Он машинально встал и подошел к шкафчику. Ольга просила ключи от машины, что показалось ему подозрительным. И пистолет он из «бардачка» «Мерседеса» забрал. Тайком привез в «Лесное». Ольга, казалось, сама лезла в петлю. Он ждал передачи диска или бумаг. И вдруг… Что ж теперь делать?
Взяв из шкафчика оружие, подошел к столу, прикрывая его краем простыни. Нахрапьев все говорил и говорил. Выстрелил и сам испугался. Потом поспешно обтер оружие полотенцем и спрятал в Ольгину одежду. Будет одеваться, непременно найдет пистолет. И возьмет его в руки. Надо все валить на нее.
В этот момент и раздался ее отчаянный крик. А дальше началось нечто невообразимое…
Но — обошлось.

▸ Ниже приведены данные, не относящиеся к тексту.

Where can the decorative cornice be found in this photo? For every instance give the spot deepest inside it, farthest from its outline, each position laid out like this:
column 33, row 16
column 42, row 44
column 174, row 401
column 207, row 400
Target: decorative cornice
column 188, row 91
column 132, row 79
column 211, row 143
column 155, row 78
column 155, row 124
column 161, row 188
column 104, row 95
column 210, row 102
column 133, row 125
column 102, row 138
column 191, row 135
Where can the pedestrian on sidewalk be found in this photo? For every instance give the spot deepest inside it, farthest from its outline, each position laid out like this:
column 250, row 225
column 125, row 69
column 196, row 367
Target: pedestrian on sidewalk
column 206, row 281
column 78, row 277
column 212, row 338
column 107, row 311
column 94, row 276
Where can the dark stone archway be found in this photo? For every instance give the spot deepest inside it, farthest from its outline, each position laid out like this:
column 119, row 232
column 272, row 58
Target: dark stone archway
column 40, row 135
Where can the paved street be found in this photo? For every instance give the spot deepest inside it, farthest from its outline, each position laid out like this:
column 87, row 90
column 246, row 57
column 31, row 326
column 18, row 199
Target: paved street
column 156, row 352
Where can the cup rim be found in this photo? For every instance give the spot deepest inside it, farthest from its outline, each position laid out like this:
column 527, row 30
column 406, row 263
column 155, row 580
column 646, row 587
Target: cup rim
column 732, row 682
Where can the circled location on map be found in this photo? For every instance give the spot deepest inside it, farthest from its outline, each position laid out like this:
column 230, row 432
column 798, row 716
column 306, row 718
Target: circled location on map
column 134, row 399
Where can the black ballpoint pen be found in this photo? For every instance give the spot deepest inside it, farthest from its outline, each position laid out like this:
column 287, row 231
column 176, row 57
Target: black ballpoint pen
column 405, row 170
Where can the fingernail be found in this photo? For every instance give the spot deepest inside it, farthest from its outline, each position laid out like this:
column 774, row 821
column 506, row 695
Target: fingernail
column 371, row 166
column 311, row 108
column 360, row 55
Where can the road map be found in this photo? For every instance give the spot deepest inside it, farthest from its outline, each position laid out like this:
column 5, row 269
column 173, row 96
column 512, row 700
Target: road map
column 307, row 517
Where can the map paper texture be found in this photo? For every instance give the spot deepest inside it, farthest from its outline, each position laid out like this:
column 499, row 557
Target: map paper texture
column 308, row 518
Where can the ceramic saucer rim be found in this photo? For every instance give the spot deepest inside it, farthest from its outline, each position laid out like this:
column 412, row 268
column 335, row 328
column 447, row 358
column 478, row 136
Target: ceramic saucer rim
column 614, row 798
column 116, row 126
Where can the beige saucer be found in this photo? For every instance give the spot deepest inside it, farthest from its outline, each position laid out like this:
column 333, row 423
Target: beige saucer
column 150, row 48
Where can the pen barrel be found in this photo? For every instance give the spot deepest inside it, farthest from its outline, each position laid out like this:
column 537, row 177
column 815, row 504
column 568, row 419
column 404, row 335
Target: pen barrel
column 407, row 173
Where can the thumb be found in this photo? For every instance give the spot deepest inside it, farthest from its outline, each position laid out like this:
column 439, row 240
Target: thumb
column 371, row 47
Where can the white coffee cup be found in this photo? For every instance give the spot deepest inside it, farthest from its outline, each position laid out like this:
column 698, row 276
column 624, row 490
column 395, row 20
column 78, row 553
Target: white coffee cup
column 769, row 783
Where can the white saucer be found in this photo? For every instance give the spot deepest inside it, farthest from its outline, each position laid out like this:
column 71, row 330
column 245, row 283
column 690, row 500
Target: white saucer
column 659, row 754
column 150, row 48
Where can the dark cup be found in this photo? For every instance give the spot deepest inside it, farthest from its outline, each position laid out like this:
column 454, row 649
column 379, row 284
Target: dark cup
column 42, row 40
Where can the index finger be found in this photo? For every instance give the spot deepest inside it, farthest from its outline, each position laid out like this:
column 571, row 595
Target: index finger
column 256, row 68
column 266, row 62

Убийство хотят повесить на кассиршу. Вроде бы они с Нахрапьевым были любовники. И о «Стиксе» Петр Иванович молчит. Непонятно, где же диск?
Но об этом он уже не узнает. Потому что работает на Ахатова, а тому до открытия Ивана Саранского дела нет. Вот будет начальнику сюрприз, когда вернется в коттедж! Петру Ивановичу! Проморгал! Пусть и он повертится ужом перед своим начальством. Что это за новая работа, о которой говорил Павел Эмильевич? Вот о чем надо думать. О том, как оправдать доверие. А эту историю забыть. Обошлось, и ладно.
И дальше…
Сначала она кидалась на стены и била по ним кулаками. Кричала отчаянно:
— Это ошибка! Выпустите меня! Немедленно выпустите!
Потом поняла, что надо взять себя в руки. Надо объяснить им, что произошла ошибка. За что ее сюда упрятали? Непонятно.
Пожилая женщина в белом халате наконец снизошла. Пригласила в свой кабинет, где холодно и строго спросила:
— Что ты кричишь?
— Произошла ошибка.
— В чем ошибка?
— Я не сумасшедшая.
— Ты — недееспособная. Человека, который ничего не помнит, нельзя считать нормальным.
— Но я все помню!
— Отлично. Давай поговорим о твоем детстве. Как только ты в деталях расскажешь, где училась, кто были твои одноклассники, в какой кружок ты ходила, какие оценки получала и по каким предметам, я тебя отпущу. Ну как?
— Я этого не помню!
— И что? Нормальная ты? Дееспособная?
— Но при чем здесь мое детство?!
— Хорошо. Поговорим о юности. Р-ск — город маленький. Мой сын, кстати, когда-то за тобой ухаживал. Вы ровесники. На дискотеки вместе ходили, когда тебе было лет пятнадцать. Не помнишь?
— Помню!
— Как его зовут? А суть нашего с тобой конфликта помнишь?
— Какого еще конфликта?!
— Вот видишь, ничего ты не помнишь. Так что я не могу тебя отпустить. Ни через полгода не могу, ни через год. Болезнь тяжелая, случай запущенный.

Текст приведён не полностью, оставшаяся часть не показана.